Today we observe the historic remembrance of Barnabas, a man well acquainted with persecution. We wrap the altar, pulpit, and lectern in red because he himself was violently put to death for his preaching and teaching. His blood was shed after the likeness of Christ. After the 12 disciples and St. Paul, Barnabas is no doubt the most central missionary preacher of the first century, instrumental in spreading the Gospel far and wide – especially to our own barbarian ancestors who were busy worshiping rocks and trees.

Barnabas was interested in bringing the Gospel to the gentile world. He started actually with Saul and played an important role in Saul’s conversion. Do remember that Saul was something of an “Adolf Hitler” in the first century – persecuting and killing Christians wherever they could be found. After Saul became St.

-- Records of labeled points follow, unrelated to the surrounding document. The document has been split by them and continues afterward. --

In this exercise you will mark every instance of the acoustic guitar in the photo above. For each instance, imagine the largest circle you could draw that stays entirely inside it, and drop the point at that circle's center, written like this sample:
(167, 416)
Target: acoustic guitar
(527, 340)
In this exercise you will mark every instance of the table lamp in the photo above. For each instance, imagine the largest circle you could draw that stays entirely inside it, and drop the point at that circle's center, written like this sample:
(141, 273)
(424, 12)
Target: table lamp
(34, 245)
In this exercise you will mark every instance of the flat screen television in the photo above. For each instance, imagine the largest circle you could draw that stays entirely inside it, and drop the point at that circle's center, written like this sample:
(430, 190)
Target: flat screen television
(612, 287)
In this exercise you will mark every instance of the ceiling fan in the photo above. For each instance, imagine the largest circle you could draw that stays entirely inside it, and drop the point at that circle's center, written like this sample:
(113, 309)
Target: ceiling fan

Paul, Barnabas was the only apostle with the courage to go see this murderer who had now become a Christian, and to employ his talents in the service of Christ – preaching Christ and proclaiming the Gospel.

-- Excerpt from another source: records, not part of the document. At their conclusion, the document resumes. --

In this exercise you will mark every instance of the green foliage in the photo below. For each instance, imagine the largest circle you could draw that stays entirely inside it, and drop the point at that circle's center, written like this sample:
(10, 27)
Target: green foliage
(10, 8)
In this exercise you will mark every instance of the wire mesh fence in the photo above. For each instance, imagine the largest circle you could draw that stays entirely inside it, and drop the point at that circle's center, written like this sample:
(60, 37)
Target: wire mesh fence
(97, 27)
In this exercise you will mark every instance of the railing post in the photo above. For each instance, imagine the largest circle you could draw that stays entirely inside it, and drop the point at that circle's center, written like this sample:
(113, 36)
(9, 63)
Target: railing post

The name Barnabas literally means “son of encouragement” and that’s what he was. The Scriptures say that Barnabas was a “good man” and “full of the Holy Ghost and of faith.” He encouraged peace and harmony in the early church. He picked up His cross and followed Jesus. He sold his land and gave it to the church to help care for the poor. He hated his life to keep it. He laid down his life in order to take it up again. He believed the Gospel which he himself preached.

But for all of those followers of Jesus we are not spared a cross but given one. Our enemies are constantly at war with us. The devil, the world, and our sinful flesh always threatening to destroy us. Whether we live in the first century or the twenty-first, the spiritual warfare is much the same. This sinful and violent world has always been inhospitable to the Gospel. Perhaps it wouldn’t be the worst thing in the world if persecution did increase in our own country. By and large our freedom has been taken for granted. We really don’t know what we have until you have to suffer and die for it – which are brothers and sisters in Africa know too well, as we are busy sleeping in on Sunday mornings.

In our Gospel, Jesus tells his disciples that they are being sent out as sheep in the midst of wolves. He is telling them plainly that they will be beaten, scourged, hunted down and tortured to deny His name. Frankly sheep are easy prey for wolves, and sheep are meant to be eaten. Yet he promises that they should not worry what to say at the awful moment but that the Holy Spirit will give them their words, namely that they would not deny their Lord at the point of death.

Just like Jonah in the belly of the whale, believers will not ultimately be consumed – not by enemies – not by suffering – and not by death. Following Jesus you will walk through the belly of the earth into much greener pastures, bathed in heavenly light. By the blood of the cross you are confirmed as His own. Confirmation-vow breakers are restored, and sins are forgiven. You are buried with Him through Baptism into death. You are raised with him through baptism in the resurrection. Into new life, free from sin, you can step out from death’s dark shadow by the call of the Gospel. God loves sinners. Like Barnabas, you can be considered a son and daughter of encouragement – light of the world and salt of the earth.

The Lord says “Be faithful unto death, and I will give you the crown of life” (Rev. 2:10). In the words of Paul, your own “slight momentary affliction is preparing for you an eternal weight of glory beyond all comparison.” (2 Cor. 4:17). From Calvary itself, we know that God works the very greatest things through suffering and martyrdom.

Someday, when I gain a little encouragement of my own, I am going to change our big sign in front of the church to say simply, “Come and die with us.” Perhaps it would turn a few heads. Yet what better hope could we have than to simply die and rise with Jesus? Amen.